Почти не сознавая, что она делает, Лавиния стянула перчатку, лизнула кончик пальца, потерла пятно на щеке Агнесс и поднесла палец к губам.

Вкус соли и металла. Вкус крови…

Агнесс была вся в крови.

– Ты ранена? Агнесс, что с тобой сделали? Как ты здесь оказалась? Ладно, не отвечай, иди, садись в фаэтон. – Лавиния обняла девушку за плечи и повела ее к экипажу.

Агнесс передвигала ноги медленно, будто во сне. Похоже, она была полностью обессилена.

Что же с ней делать? Возвращаться в Линден-эбби они не могут, надо сначала убить Ханта. Нельзя допустить, чтобы Агнесс стала свидетелем убийства, но и бросить ее в таком состоянии невозможно.

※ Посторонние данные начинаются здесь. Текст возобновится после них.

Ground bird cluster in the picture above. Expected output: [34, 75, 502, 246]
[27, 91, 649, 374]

– Я отвезу тебя в город, оставлю в гостинице, вызову доктора. У меня дела, но потом… Я постараюсь вернуться за тобой. Если не вернусь – ну, на этот случай я тебе тоже деньги оставлю. Агнесс, все-таки скажи, ты ранена?

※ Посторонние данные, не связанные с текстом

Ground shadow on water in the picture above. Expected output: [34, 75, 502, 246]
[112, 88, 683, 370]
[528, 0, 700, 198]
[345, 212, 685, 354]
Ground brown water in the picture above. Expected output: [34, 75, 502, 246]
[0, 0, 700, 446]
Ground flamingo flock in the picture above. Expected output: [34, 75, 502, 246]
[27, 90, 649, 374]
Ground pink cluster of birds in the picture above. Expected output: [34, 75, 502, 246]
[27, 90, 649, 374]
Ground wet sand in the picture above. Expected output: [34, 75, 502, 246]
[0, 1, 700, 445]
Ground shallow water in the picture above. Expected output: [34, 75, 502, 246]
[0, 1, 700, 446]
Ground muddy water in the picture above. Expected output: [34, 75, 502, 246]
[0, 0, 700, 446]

Агнесс наконец разлепила запекшиеся губы и прошептала:

– Нет. Я не ранена. Это Ронан… Он… Мистер Хант его ранил. И я думала – он умрет…

Сердце Лавинии словно в бездну рухнуло.

– Мистер Хант нашел Ронана? И… убил его?

– Не убил. Он нашел Мэри, матушку Ронана, схватил ее, отвез на берег и хотел убить. Мы с Ронаном пришли, и Ронан дрался с ним… Мистер Хант хотел его убить. Но Мэри превратилась в селки и откусила ему руку. А потом приплыли другие селки и… Они… Они…

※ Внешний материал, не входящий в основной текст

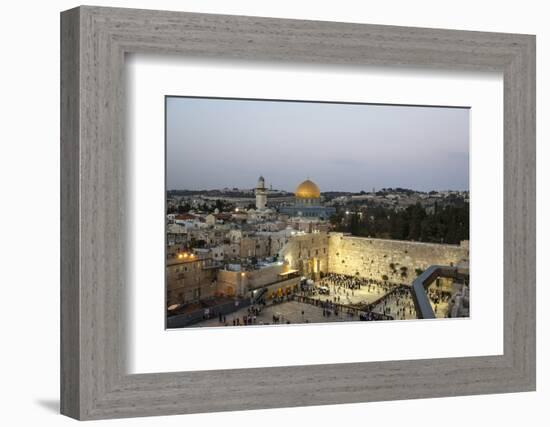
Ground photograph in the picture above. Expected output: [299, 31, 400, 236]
[165, 96, 470, 328]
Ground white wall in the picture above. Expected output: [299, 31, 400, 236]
[0, 0, 550, 427]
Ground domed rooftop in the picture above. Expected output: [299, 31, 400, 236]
[296, 179, 321, 199]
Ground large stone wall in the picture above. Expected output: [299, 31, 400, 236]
[328, 233, 469, 284]
[279, 232, 329, 274]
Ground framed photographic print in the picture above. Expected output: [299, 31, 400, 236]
[61, 6, 535, 419]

Агнесс зашаталась и зажала рот рукой.

Но Лавиния не зря читала труды ученых мужей и описания различных фейри.

– Они его съели, да? – предельно мягко уточнила она.

Агнесс кивнула.

– Дорогая, ты уверена, что он точно мертв?

Агнесс снова кивнула.

Лавиния почувствовала, как ее заледеневшая кровь теплеет, и даже в кончиках пальцев покалывало, словно таяли льдинки. Он мертв! Ей не надо его убивать! Ей не надо рисковать жизнью! Он мертв! И если его сожрали селки – от него не осталось даже костей… Достойная гибель для этого мерзавца. Он так ненавидел фейри – и нашел себе гибель от их зубов.

– А Ронан и его матушка? Что стало с ними? – продолжала выспрашивать Лавиния.

Агнесс наконец отняла ладонь ото рта.

– Они ушли. Ушли в море. И Ронан… Он ушел. Предпочел Третью дорогу. Он оставил меня, Лавиния. Он оставил меня ради Третьей дороги…

Агнесс зарыдала и практически повисла в объятиях Лавинии, которая прижала ее к себе и баюкала, как ребенка, и гладила по растрепанным волосам, и шептала какие-то ласковые слова, исходившие из теплых глубин души, где они хранились для ее сына или дочки, на случай, если они будут вот так горько плакать… Лавиния обнимала Агнесс и чувствовала себя так, будто обнимает саму себя. Юную. Брошенную. Отчаявшуюся. Только когда ее мир рухнул, Лавинию некому было утешить. Когда ее любимый ушел, отказавшись от Третьей дороги, некому было ее обнять.

Третья дорога.

Как странно все складывается в этой жизни.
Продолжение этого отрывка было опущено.